We recently stood up a production SQL Server 2014 Enterprise on a two-node Windows Failover cluster (Active/Passive). We had some SSD's laying around and decided to use them for the tempdb for one of the two instances hosted on this cluster. The thought was local storage plus SSD = win.

We did run Dsksp, SQLIO, etc to test this setup before going into production and everything checked out ok. However, once we got went live, we started to see significant I/O wait issues during (and only during) our nightly DB integrity check.

After trying a few things in an attempt to resolve the issue, we decided to move the tempdb off to our SAN storage–which cleared up the I/O wait issues.

We now want to remove the SSD from each node. Before we do so, I want to make sure I understand the process correctly.

These were local disks so they were not assigned as a cluster resource.

From what it appears, now that the tempDB has been moved, we simply need to remove the logical drive from the OS (i.e. take offline/delete), then delete the virtual disk from the RAID controller.

Is it this simple or do is there something more that needs to be in SQL or in the cluster configuration?

I have seen articles about removing shared storage, but nothing touching on local and since this is our first cluster, I want to make sure there isn't anything hidden that will cause down time or otherwise ruin our day.

Thanks

Best Answer

SSDs are great in general, but they are much better suited to read heavily applications, while tempdb is a mix of reads / writes and the nature of tempdb generates a consistent churn which is not good for an SSD. But it sounds like you've already gotten your tempdb off the SSD, so that step is already done.

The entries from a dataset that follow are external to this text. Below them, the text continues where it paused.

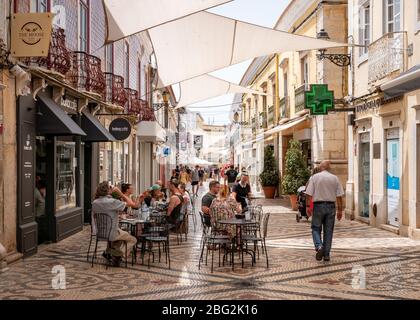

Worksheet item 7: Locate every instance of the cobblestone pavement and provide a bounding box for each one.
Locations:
[1,195,420,300]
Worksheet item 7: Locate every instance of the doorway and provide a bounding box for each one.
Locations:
[359,133,370,218]
[386,128,400,227]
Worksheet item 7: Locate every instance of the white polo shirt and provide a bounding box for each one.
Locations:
[305,170,345,202]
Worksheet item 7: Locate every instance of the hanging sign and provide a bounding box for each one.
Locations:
[109,118,131,141]
[194,135,203,149]
[11,13,53,57]
[304,84,335,115]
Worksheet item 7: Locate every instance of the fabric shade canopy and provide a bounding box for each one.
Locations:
[149,12,348,86]
[103,0,232,43]
[36,95,86,137]
[81,111,116,142]
[190,157,214,166]
[176,74,266,108]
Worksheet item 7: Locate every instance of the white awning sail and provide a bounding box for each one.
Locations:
[149,12,348,86]
[104,0,232,43]
[176,74,266,109]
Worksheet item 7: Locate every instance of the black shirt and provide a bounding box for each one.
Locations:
[232,183,251,209]
[225,169,238,183]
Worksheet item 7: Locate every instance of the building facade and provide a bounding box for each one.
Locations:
[0,0,178,266]
[346,0,420,239]
[236,0,349,194]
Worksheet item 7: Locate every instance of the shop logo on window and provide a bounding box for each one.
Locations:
[24,134,33,151]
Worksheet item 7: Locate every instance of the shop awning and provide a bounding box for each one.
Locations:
[81,111,116,142]
[381,65,420,99]
[149,12,347,86]
[36,95,86,136]
[103,0,232,43]
[264,116,310,136]
[176,74,266,108]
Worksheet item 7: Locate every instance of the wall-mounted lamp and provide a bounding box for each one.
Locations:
[316,29,351,67]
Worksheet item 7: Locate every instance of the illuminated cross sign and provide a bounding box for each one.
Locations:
[304,84,335,115]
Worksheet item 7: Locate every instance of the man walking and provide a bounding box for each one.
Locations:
[191,165,200,197]
[224,165,238,191]
[306,161,345,262]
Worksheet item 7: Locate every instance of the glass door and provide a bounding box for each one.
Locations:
[359,133,370,218]
[386,129,400,227]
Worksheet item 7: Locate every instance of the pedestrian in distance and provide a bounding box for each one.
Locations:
[305,161,345,262]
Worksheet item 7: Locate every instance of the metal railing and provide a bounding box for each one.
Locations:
[139,99,156,122]
[104,73,127,107]
[126,88,141,114]
[68,51,105,96]
[295,84,310,114]
[24,28,71,75]
[368,31,407,84]
[280,96,290,119]
[268,105,275,125]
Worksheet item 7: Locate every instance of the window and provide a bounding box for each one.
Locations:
[123,41,130,87]
[301,56,309,85]
[359,2,370,57]
[79,0,89,52]
[56,141,77,211]
[416,0,420,30]
[31,0,49,12]
[105,44,114,73]
[384,0,401,33]
[138,60,142,99]
[283,73,288,97]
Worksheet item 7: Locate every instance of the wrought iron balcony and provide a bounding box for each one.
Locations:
[104,73,127,107]
[68,51,105,96]
[139,99,156,122]
[280,96,290,119]
[295,84,310,114]
[259,112,267,129]
[368,32,407,84]
[126,88,141,114]
[23,28,71,76]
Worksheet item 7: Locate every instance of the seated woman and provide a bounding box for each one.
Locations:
[144,185,165,208]
[166,179,185,226]
[179,183,192,223]
[210,185,242,240]
[121,183,145,216]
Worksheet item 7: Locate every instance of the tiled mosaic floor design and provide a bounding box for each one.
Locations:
[1,196,420,300]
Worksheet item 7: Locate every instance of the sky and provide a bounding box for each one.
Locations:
[178,0,291,125]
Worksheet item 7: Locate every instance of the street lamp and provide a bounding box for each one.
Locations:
[152,90,170,111]
[316,29,351,67]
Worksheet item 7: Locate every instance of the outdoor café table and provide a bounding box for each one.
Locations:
[218,218,258,269]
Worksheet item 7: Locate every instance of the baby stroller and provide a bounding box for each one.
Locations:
[296,186,309,222]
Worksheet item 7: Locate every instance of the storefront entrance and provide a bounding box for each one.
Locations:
[386,128,401,227]
[359,133,370,218]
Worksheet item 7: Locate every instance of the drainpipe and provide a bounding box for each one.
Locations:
[0,79,7,272]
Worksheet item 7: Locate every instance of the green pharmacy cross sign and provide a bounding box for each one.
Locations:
[304,84,335,115]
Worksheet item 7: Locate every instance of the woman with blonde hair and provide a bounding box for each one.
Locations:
[210,185,242,239]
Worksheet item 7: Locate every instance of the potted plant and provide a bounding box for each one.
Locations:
[259,146,280,199]
[282,140,311,210]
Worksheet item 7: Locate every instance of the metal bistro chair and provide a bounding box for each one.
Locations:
[242,211,270,268]
[143,221,171,269]
[91,212,128,269]
[187,191,197,233]
[198,211,232,273]
[86,209,95,262]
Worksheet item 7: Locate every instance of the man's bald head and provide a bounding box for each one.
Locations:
[320,160,331,171]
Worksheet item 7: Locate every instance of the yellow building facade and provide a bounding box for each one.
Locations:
[237,0,349,193]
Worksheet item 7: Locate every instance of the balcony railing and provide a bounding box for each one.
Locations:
[139,99,156,122]
[126,89,141,114]
[295,84,309,114]
[24,28,71,76]
[68,52,105,96]
[259,112,267,129]
[104,73,127,107]
[280,96,290,119]
[368,32,407,84]
[251,118,257,134]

I've not tried swapping out a local SSD for a SAN drive, but I've been involved in a migration which did that process in reverse (swapped a SAN drive for a local SSD) We failed over to a virtualized server during the process (the main server was a physical server) but it was very straightforward. We might have been able to swap in the SSD and done the entire process in a 30 minute window and skipped the fail over altogether had we known. But the policy at my current work is that any downtime longer than 30 minutes needs to be a failover.

So TLDR, it was very easy, but I wasn't the person responsible for doing the physical drive swap, only for failing over SQL Server, then doing the work to utilize the new SSD, which was reassigned the drive letter that we used for data originally.